The Nevada Tax Commission approved a regulation adopting economic nexus for sales and use tax purposes with thresholds substantially similar to those under South Dakota law (more than $100,000 in sales or 200 or more separate transactions for delivery into the state in the current or preceding calendar year). Under the Nevada regulation, a remote seller is required to register with the Nevada Department of Taxation beginning on, and no later than, the first day of the first calendar month that begins at least 30 days after the retailer meets or exceeds the thresholds. The regulation must receive final approval from a legislative commission.

South Dakota

The governor signed into law Senate Bill 1—legislation that removes an injunction preventing South Dakota from enforcing its sales tax economic nexus law for all taxpayers except the named litigants in the ongoing lawsuit, South Dakota v. Wayfair, Inc. 

Under Senate Bill 1, South Dakota's economic nexus law—applying to remote sellers making over $100,000 in South Dakota sales or 200 or more separate transactions for delivery into South Dakota—has an effective date of November 1, 2018. 

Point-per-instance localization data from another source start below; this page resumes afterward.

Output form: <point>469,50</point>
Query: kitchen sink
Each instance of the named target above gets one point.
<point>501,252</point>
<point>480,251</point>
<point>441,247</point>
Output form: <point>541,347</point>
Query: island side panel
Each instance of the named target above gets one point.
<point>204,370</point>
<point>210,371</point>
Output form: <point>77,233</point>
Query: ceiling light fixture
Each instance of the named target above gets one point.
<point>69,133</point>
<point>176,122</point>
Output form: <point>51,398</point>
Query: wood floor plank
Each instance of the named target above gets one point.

The governor also signed Senate Bill 2 that imposes a collection obligation on certain marketplaces effective March 1, 2019.

Texas

The Comptroller’s office has developed a proposed regulation to implement the Wayfair decision and released the proposed regulation to two advisory committees for comment and feedback. 

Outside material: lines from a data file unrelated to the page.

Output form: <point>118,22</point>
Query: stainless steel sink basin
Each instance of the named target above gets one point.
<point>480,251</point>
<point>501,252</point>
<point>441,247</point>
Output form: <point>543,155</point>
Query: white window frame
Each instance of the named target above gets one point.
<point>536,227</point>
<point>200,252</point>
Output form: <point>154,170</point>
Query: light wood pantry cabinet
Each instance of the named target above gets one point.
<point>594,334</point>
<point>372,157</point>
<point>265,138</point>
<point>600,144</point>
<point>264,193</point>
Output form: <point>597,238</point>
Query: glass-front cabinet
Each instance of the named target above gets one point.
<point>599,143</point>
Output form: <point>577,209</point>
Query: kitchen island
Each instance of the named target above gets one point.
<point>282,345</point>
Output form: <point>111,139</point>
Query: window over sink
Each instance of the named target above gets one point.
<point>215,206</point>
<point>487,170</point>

The proposed regulation would:

  • Amend the definition of “engaged in business” to include the systematic solicitation of sales through various types of communication systems for the purpose of effecting sales of taxable items
  • Create a safe harbor for remote sellers with “total revenue” (gross revenue from the sale of tangible personal property and services for storage, use, or other consumption in the state) in the preceding 12 calendar months of less than $500,000

A remote seller meeting the threshold must begin collecting Texas sales and use tax not later than the first day of the fourth month after the month in which a remote seller exceeds the safe harbor. 

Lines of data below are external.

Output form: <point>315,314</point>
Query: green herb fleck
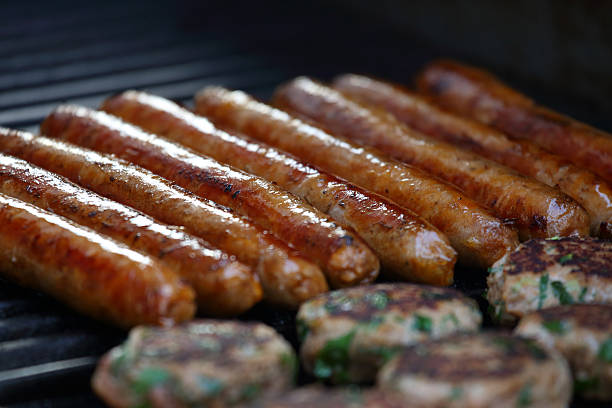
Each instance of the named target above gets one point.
<point>373,323</point>
<point>524,398</point>
<point>495,269</point>
<point>582,385</point>
<point>379,300</point>
<point>385,353</point>
<point>555,326</point>
<point>289,361</point>
<point>209,386</point>
<point>543,290</point>
<point>561,293</point>
<point>422,323</point>
<point>333,359</point>
<point>452,318</point>
<point>582,295</point>
<point>302,329</point>
<point>249,392</point>
<point>149,378</point>
<point>456,393</point>
<point>605,351</point>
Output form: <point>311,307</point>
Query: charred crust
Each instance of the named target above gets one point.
<point>359,303</point>
<point>587,256</point>
<point>500,356</point>
<point>597,317</point>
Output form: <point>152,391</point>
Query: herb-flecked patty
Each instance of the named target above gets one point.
<point>550,272</point>
<point>204,363</point>
<point>348,334</point>
<point>322,397</point>
<point>583,335</point>
<point>479,370</point>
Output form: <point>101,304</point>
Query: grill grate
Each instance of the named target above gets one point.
<point>54,52</point>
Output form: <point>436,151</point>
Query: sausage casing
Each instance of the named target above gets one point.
<point>223,286</point>
<point>479,95</point>
<point>538,210</point>
<point>590,191</point>
<point>407,246</point>
<point>474,232</point>
<point>287,279</point>
<point>91,273</point>
<point>344,257</point>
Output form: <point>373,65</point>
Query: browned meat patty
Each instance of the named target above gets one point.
<point>479,370</point>
<point>207,363</point>
<point>583,335</point>
<point>349,334</point>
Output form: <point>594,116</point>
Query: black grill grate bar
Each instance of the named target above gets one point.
<point>52,347</point>
<point>29,325</point>
<point>71,18</point>
<point>28,117</point>
<point>105,48</point>
<point>64,40</point>
<point>160,56</point>
<point>116,82</point>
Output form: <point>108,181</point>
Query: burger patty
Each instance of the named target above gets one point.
<point>205,363</point>
<point>321,397</point>
<point>348,334</point>
<point>583,335</point>
<point>550,272</point>
<point>479,370</point>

Under the proposed regulation, the initial 12-month period for the safe harbor would be July 1, 2018 - June 30, 2019. If a remote seller’s gross revenues exceed $500,000 during this period, the remote seller would have to obtain a permit and begin collecting sales and use taxes no later than October 1, 2019. A remote seller may terminate collection if its gross revenue for 12 consecutive months is below the $500,000 safe harbor. 

Once feedback is received from the advisory committees, a formal regulation would be proposed and that would initiate an additional 30-day comment period.

Wisconsin

The Department of Revenue issued an emergency regulation to repeal and replace a provision of the state’s administrative code for tax (section 11.97). The emergency regulation, effective October 1, 2018, provides that an out-of-state retailer having more than (1) $100,000 in annual gross sales (taxable and non-taxable) into Wisconsin, or (2) 200 or more separate sales transactions into Wisconsin, in the previous or current year, has an obligation to collect tax on sales into Wisconsin. 

  • If the seller exceeds the threshold in the previous year (meaning the tax year of the taxpayer), the seller is required to collect for the entirety of the succeeding year. 
  • If the seller exceeds the threshold in the current year (but not the prior year), it is required to collect tax on all sales in the remainder of the current year and all of the succeeding year.

Federal legislative proposal

A bill (H.R. 6724) introduced in the U.S. House of Representatives would “limit the authority of a State to require remote sellers to collect taxes and fees owed by purchasers then located in such State incident to their purchases of goods and services from such sellers, and for other purposes.” 

The bill, known as the Protecting Businesses from Burdensome Compliance Cost Act of 2018, would not allow a state to require a remote seller to collect and remit until after the proposed effective date of January 1, 2019. The bill would require that the states impose a uniform rate that does not exceed the highest combined state and local rate applied in the state, and would prohibit subdivisions of states from requiring collection by remote sellers. The bill has been referred to the House Judiciary Committee.